Comms, either through wifi you find when you’re parked up (in Ullapool they had a town wifi service) or through your mobile as a hotspot, was fine. To be honest, for meetings, the mobile with 4G was adequate, even, as we found, at the very top of Ben Nevis. I managed to participate in board meetings (one, in a good way, the most important in the company’s history), gave talks at online conferences, made and took calls. It was all rather easy.

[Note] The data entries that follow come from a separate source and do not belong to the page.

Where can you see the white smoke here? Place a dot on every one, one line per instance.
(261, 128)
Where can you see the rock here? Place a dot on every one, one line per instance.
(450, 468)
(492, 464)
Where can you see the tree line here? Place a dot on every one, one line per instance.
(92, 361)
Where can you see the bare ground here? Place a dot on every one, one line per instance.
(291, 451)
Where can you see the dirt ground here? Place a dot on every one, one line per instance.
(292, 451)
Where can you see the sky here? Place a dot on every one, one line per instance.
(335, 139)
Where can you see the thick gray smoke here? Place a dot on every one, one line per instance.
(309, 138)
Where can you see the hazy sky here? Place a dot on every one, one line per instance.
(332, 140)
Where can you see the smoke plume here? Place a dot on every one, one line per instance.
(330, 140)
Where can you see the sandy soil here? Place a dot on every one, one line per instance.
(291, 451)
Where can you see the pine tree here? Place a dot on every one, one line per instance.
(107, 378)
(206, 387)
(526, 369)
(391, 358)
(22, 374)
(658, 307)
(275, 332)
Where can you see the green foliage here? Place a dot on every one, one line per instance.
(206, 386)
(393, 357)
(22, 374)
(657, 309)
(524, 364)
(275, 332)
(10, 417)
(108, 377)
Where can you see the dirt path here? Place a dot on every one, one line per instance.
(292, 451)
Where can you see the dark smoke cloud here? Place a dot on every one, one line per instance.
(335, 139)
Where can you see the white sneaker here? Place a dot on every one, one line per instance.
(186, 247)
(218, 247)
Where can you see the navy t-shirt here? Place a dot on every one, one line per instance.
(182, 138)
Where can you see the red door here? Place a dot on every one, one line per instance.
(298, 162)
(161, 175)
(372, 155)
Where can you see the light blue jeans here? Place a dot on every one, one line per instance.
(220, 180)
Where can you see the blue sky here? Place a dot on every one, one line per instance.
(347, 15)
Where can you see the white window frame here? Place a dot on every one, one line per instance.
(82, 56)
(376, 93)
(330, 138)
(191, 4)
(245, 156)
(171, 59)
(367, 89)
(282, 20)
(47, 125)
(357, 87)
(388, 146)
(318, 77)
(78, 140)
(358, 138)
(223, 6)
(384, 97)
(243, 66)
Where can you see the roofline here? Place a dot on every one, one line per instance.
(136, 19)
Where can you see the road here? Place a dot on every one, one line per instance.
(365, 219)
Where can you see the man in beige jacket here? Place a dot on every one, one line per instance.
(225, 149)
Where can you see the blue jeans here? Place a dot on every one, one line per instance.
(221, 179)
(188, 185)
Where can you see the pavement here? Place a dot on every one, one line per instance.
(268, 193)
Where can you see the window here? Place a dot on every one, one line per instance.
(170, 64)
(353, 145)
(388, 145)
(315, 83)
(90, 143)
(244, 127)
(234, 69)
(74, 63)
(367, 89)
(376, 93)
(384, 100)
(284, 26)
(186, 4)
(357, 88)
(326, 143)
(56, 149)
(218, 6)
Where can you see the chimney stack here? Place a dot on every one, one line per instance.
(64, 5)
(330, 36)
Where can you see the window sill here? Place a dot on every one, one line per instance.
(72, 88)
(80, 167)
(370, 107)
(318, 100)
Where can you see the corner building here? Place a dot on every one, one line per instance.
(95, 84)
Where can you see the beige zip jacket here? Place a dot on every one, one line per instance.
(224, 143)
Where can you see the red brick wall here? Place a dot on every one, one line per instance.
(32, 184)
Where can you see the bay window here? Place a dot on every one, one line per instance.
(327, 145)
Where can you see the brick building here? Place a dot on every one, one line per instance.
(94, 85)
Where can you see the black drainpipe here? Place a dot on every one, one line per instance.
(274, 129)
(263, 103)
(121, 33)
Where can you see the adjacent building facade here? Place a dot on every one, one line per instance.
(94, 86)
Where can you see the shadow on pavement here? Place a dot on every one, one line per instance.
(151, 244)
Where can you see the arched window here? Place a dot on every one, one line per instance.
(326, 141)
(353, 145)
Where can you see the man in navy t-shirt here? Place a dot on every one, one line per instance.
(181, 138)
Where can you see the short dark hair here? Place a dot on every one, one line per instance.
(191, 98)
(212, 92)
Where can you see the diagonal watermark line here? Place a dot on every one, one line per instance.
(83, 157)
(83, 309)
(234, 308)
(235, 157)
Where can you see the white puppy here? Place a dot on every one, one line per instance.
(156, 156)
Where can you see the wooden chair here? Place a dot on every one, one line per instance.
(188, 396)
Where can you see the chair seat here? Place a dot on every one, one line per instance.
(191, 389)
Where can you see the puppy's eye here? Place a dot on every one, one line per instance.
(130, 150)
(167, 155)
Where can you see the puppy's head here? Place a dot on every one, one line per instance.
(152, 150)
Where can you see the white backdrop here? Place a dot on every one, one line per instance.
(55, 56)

Google maps was, of course, invaluable, as was the app ‘park4free’. If we did need a campsite, you could find one and book it online. The history (clearances, Culloden, U-boats etc), geology (3 billion year old rocks and astounding formations), flora (wild flowers and orchids galore) and fauna (seals, deer, raptors, puffins, even a snow bunting in the snow at the top of Ben Nevis) were all available, in depth, online. Photography’s my hobby and I could load up and post images throughout the entire trip. I can honestly say that it was both exhilarating and satisfying. I haven’t felt this free and happy for a long time. Sure it was partly an escape from the straightjacket of Covid but it was more than this. It was a glimpse into another way of living, free from the trappings and tyranny of a fixed location. Every day gives you new perspectives. Everyone we met seemed happy, talkative, helpful. It was as much of a community as any fixed place.
‘Autonomy’ is the word I’d use. The freedom of being on the move. It opens and stimulates the mind. You walk more, think more and if you want to focus on a topic, it allows you to take a deep dive, as you have the time to take the leap. You just find yourself thinking at a deeper level. We downloaded a motherload of Netflix stuff and podcasts but, to be honest, the real world was so spectacular and we did so much that we barely watched anything on a screen. I drifted into reading and writing more and was just as functional, if not more productive, as I was at home.
It’s not that we should all be living and working from vans. But that’s a real option, I think, for the young and maybe half and fully retired. The lesson is that learning, real mobile learning, can free itself from the tyranny of the clock and place. Most learning is asynchronous, done in your own time with you in control. Learning is a process not a live event and the idea of having to turn up for umpteen lectures per week (40% dont turn up anyway, even though they’ve paid), is an anachronism. It is certain that more people will be working from home post-Covid. Gardner predicts that 80-% of classroom training in the workplace will disappear. Young people will almost invariably learn this way in the workplace. Mobile learning turns out not to be learning from your phone, it is learning anything, anytime, anywhere.